What was so troubling as to overshadow their fear? The answer came to Teresa of its own accord. She might have experienced it herself, in the past.
Guilt.
She recognized them from the incident outside Diego’s school when they had almost run over a little girl in their SUV. They had gone from bullies spoiling for a fight to a bunch of frightened little boys.
“I’m Superintendent Battaglia,” she told them. “This is my team.”
The boys looked at her pleadingly. Teresa knew why they looked so worried: they had been drinking all day, the alcohol levels in their blood way over the legal limit.
Yet they seemed sober now, subdued by fear.
She had already read the statements they had given while still in a state of confusion. She didn’t want to waste time with questions she already knew the answers to; the details of the accident were clear, and they were already being verified by a team of investigators on site. There was only one thing she was interested in.

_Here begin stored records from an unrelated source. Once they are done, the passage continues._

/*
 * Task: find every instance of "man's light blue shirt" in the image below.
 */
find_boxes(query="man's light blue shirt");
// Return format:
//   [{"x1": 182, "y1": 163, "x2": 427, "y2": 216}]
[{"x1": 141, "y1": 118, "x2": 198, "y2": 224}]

“His face. What did it look like?” she asked.
The boys seemed bewildered. They had given contradictory statements on the matter, and now she was determined to get a conclusive response. She could have split them up and questioned each of them separately, but she suspected that this would be counter-productive. They needed to be surrounded by the rest of the pack; they would not be able to cope with the tension otherwise.
There was an art to interviewing witnesses; it required a degree of self-control to avoid planting ideas into people’s heads that would hinder rather than help the search for truth. Teresa waited patiently for someone to work up the courage to speak. She could sense Marini next to her vibrating with anticipation. If it were up to him, he would have gone right up to the boys, lifted them up by their collars, and shaken them like fruit trees until they dropped some nugget of information.
One of the young men finally spoke. “I didn’t see him,” he said. He sounded like a teenager, and the braces on his teeth clashed with his leather jacket, which was embroidered with the face of a demon.